In a series of personal essays, World Enough and Time explores the way primary people and places influence our lives. It also reflects on writing, aging, belief, one's doubts, regrets, and satisfactions.
Of the hundreds of people we encounter in a lifetime, only a few influence us profoundly. Carlisle writes about his parents, professors, a university president, and his wife-individuals "who have made me who I am." Carlisle also reflects on the way primary places in his life have shaped him-his hometown, Lake Michigan, and the mountain valley where he lived for ten years. His hometown and stable family provided a solid base but also forced him to contend with the town's class and race prejudice. Lake Michigan has always inspired him with its beauty and sobered him with its violence. Clover Hollow helped him understand the value of a past he had rejected for decades.
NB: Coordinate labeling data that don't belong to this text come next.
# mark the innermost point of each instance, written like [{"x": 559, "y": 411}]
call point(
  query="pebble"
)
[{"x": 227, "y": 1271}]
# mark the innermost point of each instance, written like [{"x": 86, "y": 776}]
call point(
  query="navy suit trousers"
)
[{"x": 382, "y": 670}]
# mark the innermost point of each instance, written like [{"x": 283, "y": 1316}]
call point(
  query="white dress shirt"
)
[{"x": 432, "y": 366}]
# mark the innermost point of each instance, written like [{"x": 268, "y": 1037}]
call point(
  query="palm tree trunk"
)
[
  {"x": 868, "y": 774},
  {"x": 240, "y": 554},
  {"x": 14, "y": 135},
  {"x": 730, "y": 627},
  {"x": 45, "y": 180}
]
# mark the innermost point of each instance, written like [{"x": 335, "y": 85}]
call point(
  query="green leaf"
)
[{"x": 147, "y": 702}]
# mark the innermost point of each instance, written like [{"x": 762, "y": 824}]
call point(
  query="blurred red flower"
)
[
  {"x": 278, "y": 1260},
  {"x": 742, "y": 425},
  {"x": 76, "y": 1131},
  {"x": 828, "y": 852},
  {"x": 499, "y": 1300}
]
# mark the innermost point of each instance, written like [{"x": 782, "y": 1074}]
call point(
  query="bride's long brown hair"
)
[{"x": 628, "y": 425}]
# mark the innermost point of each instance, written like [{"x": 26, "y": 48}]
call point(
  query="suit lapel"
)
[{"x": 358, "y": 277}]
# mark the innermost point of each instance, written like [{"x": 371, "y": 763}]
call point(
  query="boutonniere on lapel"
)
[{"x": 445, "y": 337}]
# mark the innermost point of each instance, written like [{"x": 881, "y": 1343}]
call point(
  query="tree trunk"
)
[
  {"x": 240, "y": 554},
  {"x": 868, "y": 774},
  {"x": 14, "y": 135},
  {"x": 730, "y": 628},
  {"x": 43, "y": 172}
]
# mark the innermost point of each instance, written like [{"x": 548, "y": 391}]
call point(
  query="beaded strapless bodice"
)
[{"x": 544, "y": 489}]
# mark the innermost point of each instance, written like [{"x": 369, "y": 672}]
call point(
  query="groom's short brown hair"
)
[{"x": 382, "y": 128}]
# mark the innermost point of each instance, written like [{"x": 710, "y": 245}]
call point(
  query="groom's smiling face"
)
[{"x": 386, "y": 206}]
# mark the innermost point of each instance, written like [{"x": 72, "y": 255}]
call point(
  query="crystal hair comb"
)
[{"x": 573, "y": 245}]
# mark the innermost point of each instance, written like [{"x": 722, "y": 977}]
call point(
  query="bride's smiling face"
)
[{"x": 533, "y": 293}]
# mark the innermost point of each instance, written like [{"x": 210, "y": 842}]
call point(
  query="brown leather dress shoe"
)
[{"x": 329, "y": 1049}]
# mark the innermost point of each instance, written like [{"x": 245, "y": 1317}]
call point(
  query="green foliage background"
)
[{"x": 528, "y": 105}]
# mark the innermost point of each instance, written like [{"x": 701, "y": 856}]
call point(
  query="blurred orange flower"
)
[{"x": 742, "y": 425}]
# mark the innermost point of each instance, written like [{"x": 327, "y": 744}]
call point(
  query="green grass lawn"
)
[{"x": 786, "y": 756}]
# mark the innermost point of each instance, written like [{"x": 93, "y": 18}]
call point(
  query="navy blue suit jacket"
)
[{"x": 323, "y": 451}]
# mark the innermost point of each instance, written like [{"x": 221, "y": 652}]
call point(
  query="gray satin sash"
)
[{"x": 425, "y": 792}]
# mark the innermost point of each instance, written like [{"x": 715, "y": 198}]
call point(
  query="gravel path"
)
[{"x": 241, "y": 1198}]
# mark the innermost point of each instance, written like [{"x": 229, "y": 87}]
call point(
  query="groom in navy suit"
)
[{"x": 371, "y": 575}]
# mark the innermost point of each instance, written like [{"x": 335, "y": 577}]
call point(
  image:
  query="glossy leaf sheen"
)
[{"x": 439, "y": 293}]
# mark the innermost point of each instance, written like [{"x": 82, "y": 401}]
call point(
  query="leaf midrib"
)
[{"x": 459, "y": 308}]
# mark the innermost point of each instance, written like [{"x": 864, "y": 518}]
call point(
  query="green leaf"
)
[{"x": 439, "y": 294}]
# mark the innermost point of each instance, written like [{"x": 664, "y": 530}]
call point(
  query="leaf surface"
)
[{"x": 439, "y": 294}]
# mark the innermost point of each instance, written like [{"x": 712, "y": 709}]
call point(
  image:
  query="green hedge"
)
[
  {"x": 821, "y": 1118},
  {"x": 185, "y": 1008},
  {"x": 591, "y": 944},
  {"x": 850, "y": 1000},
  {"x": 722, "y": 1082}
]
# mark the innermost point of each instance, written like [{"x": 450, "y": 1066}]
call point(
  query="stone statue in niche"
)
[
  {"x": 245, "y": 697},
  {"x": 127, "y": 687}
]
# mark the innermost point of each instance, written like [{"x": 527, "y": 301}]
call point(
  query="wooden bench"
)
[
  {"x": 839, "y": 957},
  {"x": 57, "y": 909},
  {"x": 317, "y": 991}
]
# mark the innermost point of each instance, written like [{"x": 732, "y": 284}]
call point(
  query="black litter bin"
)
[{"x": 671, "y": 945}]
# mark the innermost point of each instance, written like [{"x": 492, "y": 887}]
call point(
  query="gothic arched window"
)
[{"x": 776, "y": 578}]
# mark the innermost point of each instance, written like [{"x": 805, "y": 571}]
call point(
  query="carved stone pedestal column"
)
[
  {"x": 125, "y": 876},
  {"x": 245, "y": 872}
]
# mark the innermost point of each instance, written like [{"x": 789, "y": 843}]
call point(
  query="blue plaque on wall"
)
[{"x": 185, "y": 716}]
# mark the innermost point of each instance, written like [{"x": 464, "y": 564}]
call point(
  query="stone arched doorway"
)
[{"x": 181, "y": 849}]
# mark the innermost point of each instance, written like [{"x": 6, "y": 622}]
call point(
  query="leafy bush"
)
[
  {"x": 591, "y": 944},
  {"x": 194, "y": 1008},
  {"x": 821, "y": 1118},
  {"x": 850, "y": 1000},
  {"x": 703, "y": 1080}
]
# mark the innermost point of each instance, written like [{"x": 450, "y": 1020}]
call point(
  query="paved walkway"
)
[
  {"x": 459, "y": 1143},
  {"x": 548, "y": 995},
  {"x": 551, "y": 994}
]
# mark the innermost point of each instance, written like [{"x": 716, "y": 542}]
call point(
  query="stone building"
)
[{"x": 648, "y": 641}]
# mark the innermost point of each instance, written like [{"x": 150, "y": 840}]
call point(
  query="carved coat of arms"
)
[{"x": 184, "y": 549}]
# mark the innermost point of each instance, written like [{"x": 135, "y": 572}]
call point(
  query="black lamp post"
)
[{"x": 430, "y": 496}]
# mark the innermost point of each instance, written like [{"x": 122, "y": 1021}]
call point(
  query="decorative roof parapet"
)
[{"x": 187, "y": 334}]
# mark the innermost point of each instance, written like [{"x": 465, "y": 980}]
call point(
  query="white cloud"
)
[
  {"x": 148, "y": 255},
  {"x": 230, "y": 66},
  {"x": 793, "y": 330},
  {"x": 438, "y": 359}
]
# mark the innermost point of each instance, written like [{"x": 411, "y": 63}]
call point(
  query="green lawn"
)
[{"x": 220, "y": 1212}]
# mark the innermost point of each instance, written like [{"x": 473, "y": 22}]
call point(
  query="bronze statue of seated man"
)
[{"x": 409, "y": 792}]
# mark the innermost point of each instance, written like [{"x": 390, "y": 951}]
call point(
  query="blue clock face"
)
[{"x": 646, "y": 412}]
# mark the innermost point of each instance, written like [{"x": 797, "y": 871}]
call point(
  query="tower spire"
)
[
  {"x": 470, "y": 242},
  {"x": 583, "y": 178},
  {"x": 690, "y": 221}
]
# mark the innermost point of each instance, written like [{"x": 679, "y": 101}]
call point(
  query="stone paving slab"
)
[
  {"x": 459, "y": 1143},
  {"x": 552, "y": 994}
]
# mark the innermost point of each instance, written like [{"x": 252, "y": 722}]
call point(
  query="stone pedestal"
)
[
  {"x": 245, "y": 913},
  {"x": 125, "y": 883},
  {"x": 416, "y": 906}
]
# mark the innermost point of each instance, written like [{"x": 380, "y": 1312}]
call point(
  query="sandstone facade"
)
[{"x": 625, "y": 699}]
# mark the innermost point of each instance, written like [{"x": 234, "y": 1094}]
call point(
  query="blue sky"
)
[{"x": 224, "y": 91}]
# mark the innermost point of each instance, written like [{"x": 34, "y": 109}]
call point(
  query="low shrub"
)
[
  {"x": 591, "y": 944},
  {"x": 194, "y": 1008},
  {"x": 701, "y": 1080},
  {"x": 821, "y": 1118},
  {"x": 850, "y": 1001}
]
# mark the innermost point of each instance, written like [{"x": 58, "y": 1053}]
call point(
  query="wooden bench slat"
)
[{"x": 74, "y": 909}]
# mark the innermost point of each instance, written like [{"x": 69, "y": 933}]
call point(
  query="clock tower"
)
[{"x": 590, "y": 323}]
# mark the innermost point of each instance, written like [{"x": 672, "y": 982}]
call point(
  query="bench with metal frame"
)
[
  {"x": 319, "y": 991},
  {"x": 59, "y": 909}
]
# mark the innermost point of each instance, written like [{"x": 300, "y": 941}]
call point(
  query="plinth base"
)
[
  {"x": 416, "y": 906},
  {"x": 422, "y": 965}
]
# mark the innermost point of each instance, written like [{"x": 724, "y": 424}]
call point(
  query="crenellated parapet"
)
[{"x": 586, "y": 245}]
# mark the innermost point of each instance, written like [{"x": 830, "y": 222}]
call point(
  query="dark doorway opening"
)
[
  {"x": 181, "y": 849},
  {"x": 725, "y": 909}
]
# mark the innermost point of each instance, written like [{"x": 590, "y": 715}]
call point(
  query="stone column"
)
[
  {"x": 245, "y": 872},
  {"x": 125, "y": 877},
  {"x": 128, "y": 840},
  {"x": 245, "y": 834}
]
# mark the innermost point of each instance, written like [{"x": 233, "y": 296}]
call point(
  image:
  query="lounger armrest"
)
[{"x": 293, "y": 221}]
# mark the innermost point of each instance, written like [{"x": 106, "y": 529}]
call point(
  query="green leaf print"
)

The essay "A Time Migrant's Journey through Higher Education" traces the dramatic and disorienting change in universities since the 1960s as professor and provost Carlisle experienced it-from academia's post-World War II promise and growth, through the disruptions of the late '60s and '70s, into the culture wars and the subsequent loss of funding and prestige. Several essays reflect very personally on aging, dying, religious faith and doubt, the author's regrets, but also on his satisfactions.
The book invites readers to think about the places and people in their own lives, as well as about aging, belief, regrets, and satisfaction.